There’s an arithmetic way to test this. It relies on the fact that every integer greater than 1 is the product of a unique set of prime numbers. For example, the prime factorization of 38 is 2 and 19, and the prime factorization of 8 is 2, 2, and 2.
Therefore, I could ask GPT to multiply a set of prime numbers, and then I could compute the prime factors of the number it returned, and check the difference. By way of example, suppose:
My prompt is “multiply 2, 3, 5, 7, 7”
GPT returns 2646
The unique prime factorization of 2646 is 2, 3, 7, 7, 9
Therefore, while GPT multiplied the digits 2, 3, 7, 7, it omitted the 5 from the prompt and included a 9.
However, the results were nothing like this. Even for a sequence of only 5 digits, any overlap in prime factors seemed no more significant than chance. An example result below:
Prompt: 37, 37, 47, 47, 127
True value: 384,063,367
GPT result: 1,213,787,489
GPT result prime factorization: 29, 41854741
Or:
Prompt: 11, 13, 19, 43, 47
True value: 5,491,057
GPT result: 203,679,161
GPT result prime factorization: 7, 4973, 5851
I’ll spare you the many other examples. Unlike the results in addition, when it comes to multiplication, the results are wildly off. There were no close approximations to be seen in the results, and I couldn’t find any relationship between the prime factors I was using as input and the ones I was getting as output. After looking into it more, I found a paper extending this topic, Positional Description Matters for Transformers Arithmetic, which you may find interesting.
For clarification, what I mean by “symbolic reasoning” or “symbolic inference” is reasoning according to strict rules that are represented by symbols. The most classic example of symbolic reasoning is in solving mathematical equations.
To me, this is a contrast to inference in language, which is very fuzzy: if I start a sentence with “I am going to the store today,” then there are many ways to complete the sentence that would be acceptable, and an LLM will do a great job at generating them.
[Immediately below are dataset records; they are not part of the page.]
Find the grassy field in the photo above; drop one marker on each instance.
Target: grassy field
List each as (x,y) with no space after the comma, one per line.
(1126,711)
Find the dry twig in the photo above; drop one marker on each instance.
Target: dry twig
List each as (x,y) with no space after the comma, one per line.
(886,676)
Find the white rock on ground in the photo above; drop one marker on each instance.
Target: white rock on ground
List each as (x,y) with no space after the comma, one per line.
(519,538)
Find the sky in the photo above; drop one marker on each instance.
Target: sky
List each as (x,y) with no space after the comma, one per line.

However, if you have a sentence like “94 + 281 * 289 =” then there is only one precise way to complete it (in simplified form).
The notion that GPT can use its language inference capabilities to do symbolic reasoning is something I address toward the end of the piece, in the section “A Dumb Turing Machine”.
For example, “2 + 6 + 9 + 87 + 57” is a sequence of length 5.
If you wanted to test this formally, you could follow the approach of certain academic papers, run your own LLM, and then observe which neurons are activated when processing a given token.
Another potential implication is that the sum-syntax might work better because it’s just fewer tokens/symbols overall?
For example, translating from Polish to French, or converting CSV to JSON.
I say “the results of actual addition” because it is not clear that it is approximating addition as in the symbolic reasoning process. (By way of hyperbolic example, a lucky guess does not approximate the execution of a specific process; at best, it may approximate the results.)